Inadequate material selection or documentation can affect your timeline for market approval and create potential safety risks. Many companies struggle to understand and meet the complex requirements of the EU-MDR and other international standards, which ties up valuable resources and time.
This is where I come in: My expertise helps you minimize these risks and pave a clear path to market authorization. I support you in confidently addressing regulatory challenges and efficiently managing the development process.
Let’s discuss your challenges. Contact me today to schedule a no-obligation initial consultation.
My Profile - Dr. Adrianna Kolberg Founder of Biocomp Breisgau
I am a passionate Subject Matter Expert in the biological safety of medical devices, specializing in biocompatibility and toxicology. I founded Biocomp Breisgau to leverage my extensive experience in the medical device industry and provide expert guidance to companies navigating this complex field.

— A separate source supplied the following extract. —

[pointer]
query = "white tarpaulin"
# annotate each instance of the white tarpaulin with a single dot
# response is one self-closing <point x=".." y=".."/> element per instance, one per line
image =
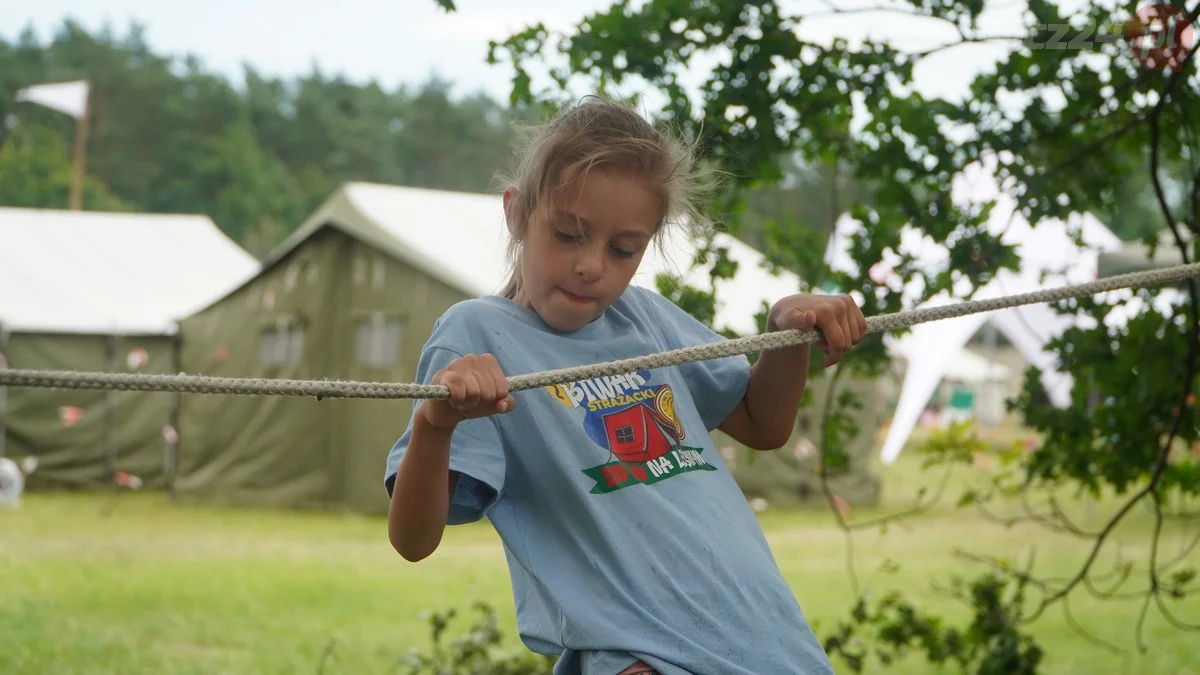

My expertise is built on a foundation of both practical industry experience and specialized academic training. I am dedicated to serving as a reliable partner for companies looking to ensure the safety and regulatory success of their medical devices.
Regulatory Submissions
I prepared critical reports for submissions, including Biological Safety Assessments and Toxicological Risk Assessments for medical devices worldwide. My specific expertise lies in strategically grouping devices to efficiently meet EU-MDR requirements with a minimized testing effort.
Research & Development:
I have led new product innovation projects and provided expert guidance on material selection, manufacturing process optimization, and ensuring compliance with regulations like ISO 10993, REACH, RoHS, and TSCA.
Standards & Compliance
As a participant in technical standards committees, I stay on the cutting edge of regulatory changes to ensure my guidance is always current and compliant.
Specialized Knowledge:
My academic background includes a PhD in Polymer- Physics, a Master in (Analytical) Chemistry and a degree in Toxicology, giving me the unique ability to address the intricate relationship between materials and biological systems.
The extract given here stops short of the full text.